It happens when I insert an IBM Ethernet II Credit Card Adapter into a PCMCIA slot on my laptop.

I have tried three such cards and all give the same result.

Is this a driver problem or all three cards FUBAR? I do get a light on my switch when I connect up the cable.


----------



## tingo (Jan 26, 2016)

Which version of FreeBSD?


----------



## balanga (Jan 26, 2016)

FreeBSD 10.1-RELEASE

The cards are probably close to 20 years old so I'd imagine that they would have been supported in much earlier versions of FreeBSD


----------



## tingo (Jan 26, 2016)

The cards might still be supported (or they might not).

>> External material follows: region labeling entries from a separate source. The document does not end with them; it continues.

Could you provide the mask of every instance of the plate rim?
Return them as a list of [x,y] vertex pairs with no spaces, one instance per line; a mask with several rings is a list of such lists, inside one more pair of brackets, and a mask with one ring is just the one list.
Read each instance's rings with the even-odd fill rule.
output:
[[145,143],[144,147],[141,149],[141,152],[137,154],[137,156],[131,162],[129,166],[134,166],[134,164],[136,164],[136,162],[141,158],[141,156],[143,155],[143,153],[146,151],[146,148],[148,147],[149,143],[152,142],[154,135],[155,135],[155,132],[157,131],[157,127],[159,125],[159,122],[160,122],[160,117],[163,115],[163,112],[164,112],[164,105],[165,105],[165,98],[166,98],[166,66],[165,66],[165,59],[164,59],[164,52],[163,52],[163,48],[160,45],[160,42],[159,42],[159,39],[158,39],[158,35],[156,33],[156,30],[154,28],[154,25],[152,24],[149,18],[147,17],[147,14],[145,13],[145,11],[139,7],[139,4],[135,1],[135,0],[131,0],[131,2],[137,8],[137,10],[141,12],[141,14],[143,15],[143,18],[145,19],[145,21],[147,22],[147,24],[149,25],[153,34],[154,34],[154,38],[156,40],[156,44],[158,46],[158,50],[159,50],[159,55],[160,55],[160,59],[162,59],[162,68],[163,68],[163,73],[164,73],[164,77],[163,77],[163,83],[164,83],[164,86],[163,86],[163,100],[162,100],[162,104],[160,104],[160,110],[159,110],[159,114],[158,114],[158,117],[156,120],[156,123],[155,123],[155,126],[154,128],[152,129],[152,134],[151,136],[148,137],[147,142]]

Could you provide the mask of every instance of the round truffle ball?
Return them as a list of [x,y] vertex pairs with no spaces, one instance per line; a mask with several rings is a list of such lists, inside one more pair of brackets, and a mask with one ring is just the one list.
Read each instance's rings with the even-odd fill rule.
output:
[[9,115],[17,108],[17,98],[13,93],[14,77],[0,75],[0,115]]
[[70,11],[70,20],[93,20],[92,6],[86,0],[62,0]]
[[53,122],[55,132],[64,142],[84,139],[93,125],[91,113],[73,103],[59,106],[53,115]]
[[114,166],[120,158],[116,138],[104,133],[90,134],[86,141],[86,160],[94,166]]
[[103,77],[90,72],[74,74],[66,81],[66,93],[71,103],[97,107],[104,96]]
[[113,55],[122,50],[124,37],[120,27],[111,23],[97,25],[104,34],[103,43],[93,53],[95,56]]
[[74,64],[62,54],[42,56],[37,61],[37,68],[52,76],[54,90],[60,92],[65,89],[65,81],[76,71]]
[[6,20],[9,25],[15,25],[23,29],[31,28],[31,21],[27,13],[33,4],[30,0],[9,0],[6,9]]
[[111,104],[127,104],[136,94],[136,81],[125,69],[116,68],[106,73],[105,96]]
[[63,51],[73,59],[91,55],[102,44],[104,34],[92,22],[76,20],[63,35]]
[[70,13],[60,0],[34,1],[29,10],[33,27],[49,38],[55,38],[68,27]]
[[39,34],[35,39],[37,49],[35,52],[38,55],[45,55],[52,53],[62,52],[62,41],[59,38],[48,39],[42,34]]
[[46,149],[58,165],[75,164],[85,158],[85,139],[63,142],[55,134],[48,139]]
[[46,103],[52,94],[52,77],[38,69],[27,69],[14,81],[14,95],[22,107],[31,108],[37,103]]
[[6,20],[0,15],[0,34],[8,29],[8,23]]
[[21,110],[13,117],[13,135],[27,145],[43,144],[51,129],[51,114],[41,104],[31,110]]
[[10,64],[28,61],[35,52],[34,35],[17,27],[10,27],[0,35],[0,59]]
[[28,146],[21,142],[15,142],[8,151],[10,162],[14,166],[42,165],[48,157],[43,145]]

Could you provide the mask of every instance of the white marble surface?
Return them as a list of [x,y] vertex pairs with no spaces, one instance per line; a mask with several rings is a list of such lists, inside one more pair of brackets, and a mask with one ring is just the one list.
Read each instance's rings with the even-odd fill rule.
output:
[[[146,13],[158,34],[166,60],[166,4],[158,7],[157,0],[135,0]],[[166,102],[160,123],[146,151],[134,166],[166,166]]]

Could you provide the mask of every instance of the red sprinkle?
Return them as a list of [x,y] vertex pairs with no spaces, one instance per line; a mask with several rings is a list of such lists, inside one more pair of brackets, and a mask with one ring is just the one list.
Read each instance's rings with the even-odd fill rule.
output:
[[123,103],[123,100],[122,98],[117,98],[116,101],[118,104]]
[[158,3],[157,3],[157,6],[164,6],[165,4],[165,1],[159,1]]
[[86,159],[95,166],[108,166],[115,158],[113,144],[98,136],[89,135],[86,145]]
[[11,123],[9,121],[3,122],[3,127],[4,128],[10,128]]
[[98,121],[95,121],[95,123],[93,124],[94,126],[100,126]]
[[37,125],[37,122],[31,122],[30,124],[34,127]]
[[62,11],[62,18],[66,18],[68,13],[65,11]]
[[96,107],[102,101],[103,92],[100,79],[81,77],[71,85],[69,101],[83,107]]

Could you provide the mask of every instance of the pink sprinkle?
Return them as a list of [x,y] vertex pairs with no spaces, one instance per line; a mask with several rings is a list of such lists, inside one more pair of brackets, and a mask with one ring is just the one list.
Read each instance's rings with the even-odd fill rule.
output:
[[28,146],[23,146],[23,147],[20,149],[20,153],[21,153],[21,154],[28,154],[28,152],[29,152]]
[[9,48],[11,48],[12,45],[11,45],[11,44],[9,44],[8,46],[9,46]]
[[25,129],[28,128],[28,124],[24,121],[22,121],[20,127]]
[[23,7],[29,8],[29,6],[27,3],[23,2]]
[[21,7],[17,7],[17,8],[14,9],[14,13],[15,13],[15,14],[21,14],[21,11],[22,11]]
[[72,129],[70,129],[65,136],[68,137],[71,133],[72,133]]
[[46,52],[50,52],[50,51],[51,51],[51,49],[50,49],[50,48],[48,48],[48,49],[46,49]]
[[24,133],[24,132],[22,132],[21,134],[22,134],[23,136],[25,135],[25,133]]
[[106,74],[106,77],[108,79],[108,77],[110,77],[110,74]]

Have you verified that the card slots and necessary infrastructure in your laptop is still supported? `dmesg` output and `pciconf -lv` might help.


----------



## phoenix (Jan 27, 2016)

If these are 16-bit PCMCIA cards, I don't think they'll work.  I forget who, but someone did a major clean-up/removal of old 16-bit PCMCIA drivers in FreeBSD 8 or 9, leaving only 32-bit PCCard support in place.  You'll want to test with an older version of FreeBSD (start with 6 and work your way up until it no longer works).  Most likely, there won't be a supported version of FreeBSD that supports those cards.


----------